Ultra-fast searching of processed data is essential in obtaining the required information to visualize the distribution of mass corrections (ppm deviations) and isotope ratios in an acceptable time frame. The speed of mass searching is directly correlated to the size of files. For this purpose, in this study file sizes are decreased 100–1000-fold.

2 Materials and methods

2.1 Chemicals

Formic acid of analytical grade is obtained from Merck (Darmstadt, Germany). Acetonitrile ultra pure LC–MS quality and water LC–MS quality are obtained from Biosolve (Valkenswaard, The Netherlands). A list of 211 standards are given in the supplementary section; these compounds are from different manufacturers.

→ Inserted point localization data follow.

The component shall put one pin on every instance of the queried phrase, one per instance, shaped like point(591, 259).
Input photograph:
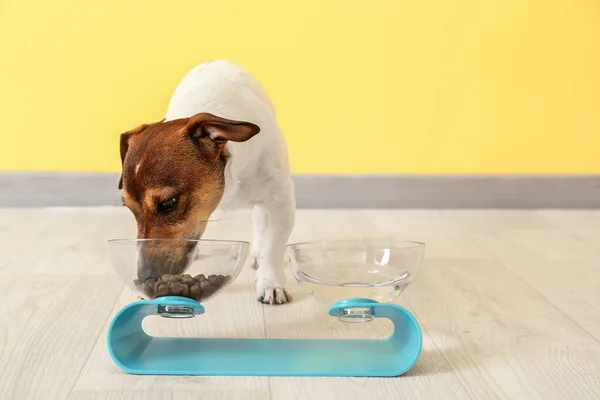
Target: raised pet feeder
point(358, 280)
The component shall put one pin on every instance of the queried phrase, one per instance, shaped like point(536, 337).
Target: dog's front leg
point(279, 223)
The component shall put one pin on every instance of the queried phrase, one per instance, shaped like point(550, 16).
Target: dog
point(218, 145)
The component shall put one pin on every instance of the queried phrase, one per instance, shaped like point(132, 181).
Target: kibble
point(198, 287)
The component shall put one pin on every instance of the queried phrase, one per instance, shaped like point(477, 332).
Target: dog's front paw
point(271, 293)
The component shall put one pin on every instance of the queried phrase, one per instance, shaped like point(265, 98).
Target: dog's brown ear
point(219, 129)
point(124, 145)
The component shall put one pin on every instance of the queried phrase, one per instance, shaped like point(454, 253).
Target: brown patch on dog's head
point(173, 179)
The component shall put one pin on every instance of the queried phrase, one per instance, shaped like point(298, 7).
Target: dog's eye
point(167, 206)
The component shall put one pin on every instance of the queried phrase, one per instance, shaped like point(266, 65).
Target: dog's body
point(255, 168)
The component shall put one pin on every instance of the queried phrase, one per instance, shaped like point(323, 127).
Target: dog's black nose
point(147, 273)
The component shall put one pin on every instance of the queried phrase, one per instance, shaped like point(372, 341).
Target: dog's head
point(172, 180)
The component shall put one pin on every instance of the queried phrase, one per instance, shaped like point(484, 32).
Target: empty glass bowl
point(196, 269)
point(334, 271)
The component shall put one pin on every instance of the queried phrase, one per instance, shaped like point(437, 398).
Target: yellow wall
point(448, 86)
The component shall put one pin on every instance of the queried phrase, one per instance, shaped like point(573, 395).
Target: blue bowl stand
point(136, 352)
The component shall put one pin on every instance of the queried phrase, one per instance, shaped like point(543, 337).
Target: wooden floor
point(509, 303)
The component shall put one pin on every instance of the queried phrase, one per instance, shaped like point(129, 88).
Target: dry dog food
point(198, 287)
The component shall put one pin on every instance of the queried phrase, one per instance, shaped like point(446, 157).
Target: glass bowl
point(334, 271)
point(196, 269)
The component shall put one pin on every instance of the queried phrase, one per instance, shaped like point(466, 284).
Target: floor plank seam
point(96, 339)
point(551, 303)
point(458, 378)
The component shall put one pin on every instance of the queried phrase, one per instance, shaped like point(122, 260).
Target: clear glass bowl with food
point(196, 269)
point(331, 271)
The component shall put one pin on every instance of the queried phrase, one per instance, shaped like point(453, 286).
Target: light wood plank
point(50, 325)
point(507, 300)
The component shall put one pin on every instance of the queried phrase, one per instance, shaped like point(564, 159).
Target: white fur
point(257, 173)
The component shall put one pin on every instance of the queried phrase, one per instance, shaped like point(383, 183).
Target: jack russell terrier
point(219, 145)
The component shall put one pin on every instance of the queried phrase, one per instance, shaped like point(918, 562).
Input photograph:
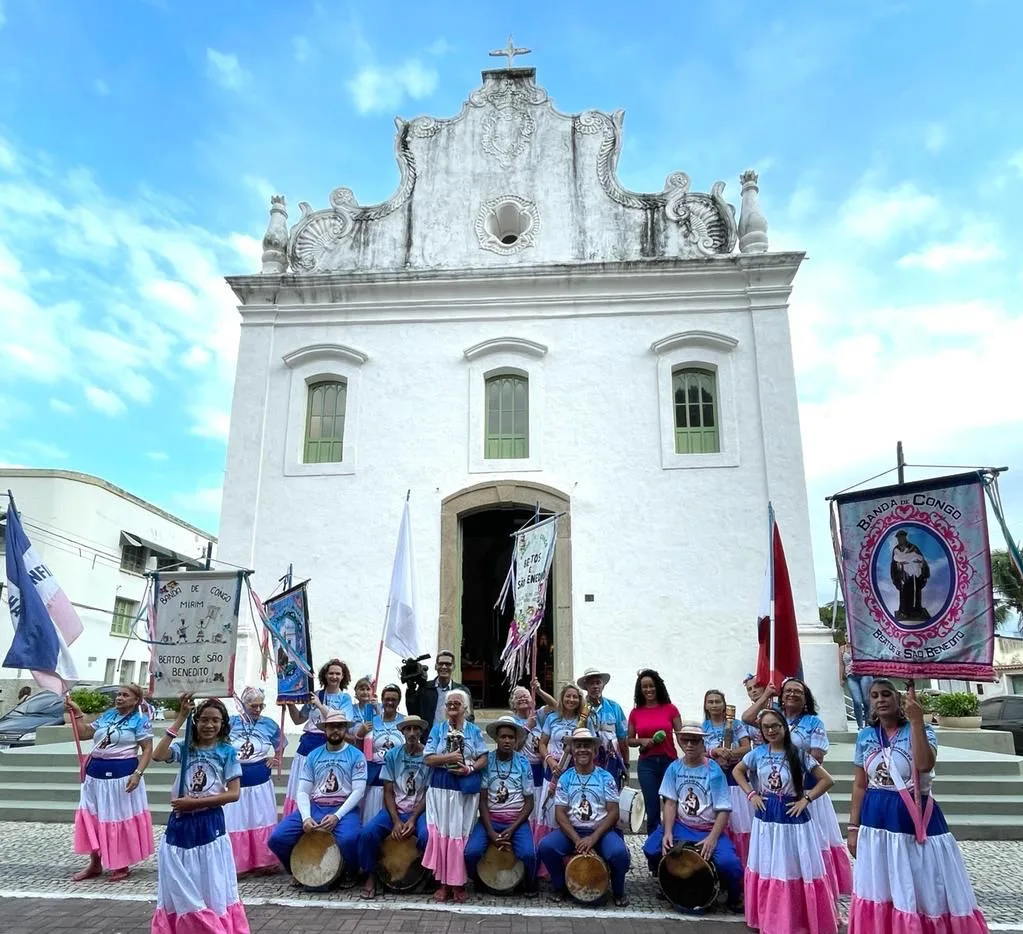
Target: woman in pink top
point(653, 723)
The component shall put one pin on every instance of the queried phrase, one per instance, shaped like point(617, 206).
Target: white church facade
point(515, 328)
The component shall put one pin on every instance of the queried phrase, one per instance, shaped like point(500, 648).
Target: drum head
point(499, 870)
point(400, 864)
point(688, 881)
point(587, 879)
point(316, 860)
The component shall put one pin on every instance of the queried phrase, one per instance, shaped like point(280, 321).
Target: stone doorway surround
point(487, 496)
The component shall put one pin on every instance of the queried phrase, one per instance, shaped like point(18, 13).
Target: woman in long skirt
point(456, 752)
point(908, 875)
point(113, 825)
point(334, 678)
point(251, 819)
point(787, 890)
point(727, 741)
point(381, 735)
point(809, 735)
point(196, 883)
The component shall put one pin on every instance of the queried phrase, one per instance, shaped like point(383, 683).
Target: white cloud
point(374, 88)
point(103, 400)
point(224, 69)
point(877, 216)
point(942, 257)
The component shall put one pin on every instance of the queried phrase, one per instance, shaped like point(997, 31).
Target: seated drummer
point(697, 807)
point(586, 810)
point(505, 802)
point(405, 779)
point(330, 789)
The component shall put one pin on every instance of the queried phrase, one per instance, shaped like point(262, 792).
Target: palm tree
point(1008, 586)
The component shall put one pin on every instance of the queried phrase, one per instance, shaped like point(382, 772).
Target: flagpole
point(387, 614)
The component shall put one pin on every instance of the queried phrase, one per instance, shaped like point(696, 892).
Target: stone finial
point(275, 239)
point(752, 224)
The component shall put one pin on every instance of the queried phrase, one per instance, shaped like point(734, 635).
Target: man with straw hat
point(405, 779)
point(330, 789)
point(586, 808)
point(505, 802)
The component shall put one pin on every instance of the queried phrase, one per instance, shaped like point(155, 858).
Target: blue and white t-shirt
point(208, 770)
point(334, 774)
point(870, 756)
point(507, 785)
point(701, 791)
point(768, 771)
point(255, 741)
point(118, 736)
point(585, 797)
point(386, 736)
point(409, 775)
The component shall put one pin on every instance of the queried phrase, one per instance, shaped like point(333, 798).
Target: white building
point(97, 540)
point(513, 327)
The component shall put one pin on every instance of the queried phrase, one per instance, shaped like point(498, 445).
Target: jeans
point(556, 846)
point(522, 846)
point(859, 691)
point(651, 770)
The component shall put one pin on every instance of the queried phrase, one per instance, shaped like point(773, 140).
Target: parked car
point(1006, 713)
point(17, 726)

2.2 Ultra high performance chromatography coupled to Orbitrap mass spectrometry

Ultra-high performance chromatography (U-HPLC) is performed on a U-HPLC Accela system (Thermo Fisher Scientific, San Jose, CA, USA). The U-HPLC system consists of a degasser, a quaternary pump, an autosampler and a column oven. Separation is performed on a Waters Acquity UPLC (UPLC = Ultra Performance Liquid Chromatography) BEH C18 column (150 × 2.1 mm, 1.7 μm particle size) (Waters, Etten-Leur, The Netherlands) which is kept at 40°C. A flow rate of 0.4 ml/min and an injection volume of 10 μl are used. The mobile phase consists of 20 mM formic acid in water (A) and 20 mM formic acid in water/acetonitrile (10/90 v/v) (B). The mobile phase composition is kept at 0% B for 1 min which is followed by a linear change to 20% B in 2 min, 20–80% B in 20 min, and 80–100% B in 2 min. The composition of 100% B is kept for 10 min and then is returned linearly to 0% B in 1 min, remaining at this composition for 4 min prior to the next injection. The U-HPLC is directly interfaced to a single stage Orbitrap mass spectrometer (Exactive, Thermo Fisher Scientific). The Orbitrap-MS is equipped with a heated electrospray interface (HESI) operating in the positive mode. Data are acquired between m/z 100 and m/z 1000, the resolving power is set to 50,000 (FWHM), resulting in a scan time of 0.5 s. Furthermore, the spray voltage is 2800 V, the capillary voltage is 47.5 V, the capillary temperature is 275°C, a sheath and auxiliary gas flow of 35 and 15 arbitrary units is used, respectively. Instrument calibration is performed externally prior to the sequence by infusion of a calibration solution. The calibration solution (m/z 138 to m/z 1822) contains, caffeine, MFRA (Met-Arg-Phe-Ala), ultramark 1621, acetic acid in acetonitrile/methanol/water (2:1:1, v/v) (Sigma-Aldrich). Data are recorded using Χcalibur software version 2.1.0.1139 (Thermo Fisher Scientific).

2.3 Samples

Two samples are used for this study. One reference standard solution containing 211 compounds (sample A) with molecular weights in the range of 100–1000. The other is a mix sample (B) of urine (after sample preparation) of DHEA (= Dehydroepiandrosterone) treated male calves obtained from the study as previously described (Rijk et al. 2009); this sample is known to contain a large number of DHEA metabolites.

2.4 Data acquisition

Twenty-five data sets are acquired. The run consists of 7 injections of the reference sample A, followed by 12 injections of the urine sample B, followed by 6 injections of the reference sample A.

2.5 Data processing

Data processing is done using software which can be downloaded at http://www.metalign.wur.nl/UK/Download+and+publications/. For mass accuracy correction the new Subppmconverter package (specifically developed for Orbitrap data) is used in combination with the previously published metAlign package (Lommen 2009) and the metAlign-based ultra-fast mass-searching Search_LCMS module. A schematic overview of the software procedure including multiple file averaging is given in Fig. 1.

Fig. 1
figure 1

Schematic representation of the accurate mass correction procedure. R reference standard sample (here known compounds in solvent), S sample (here urine extract)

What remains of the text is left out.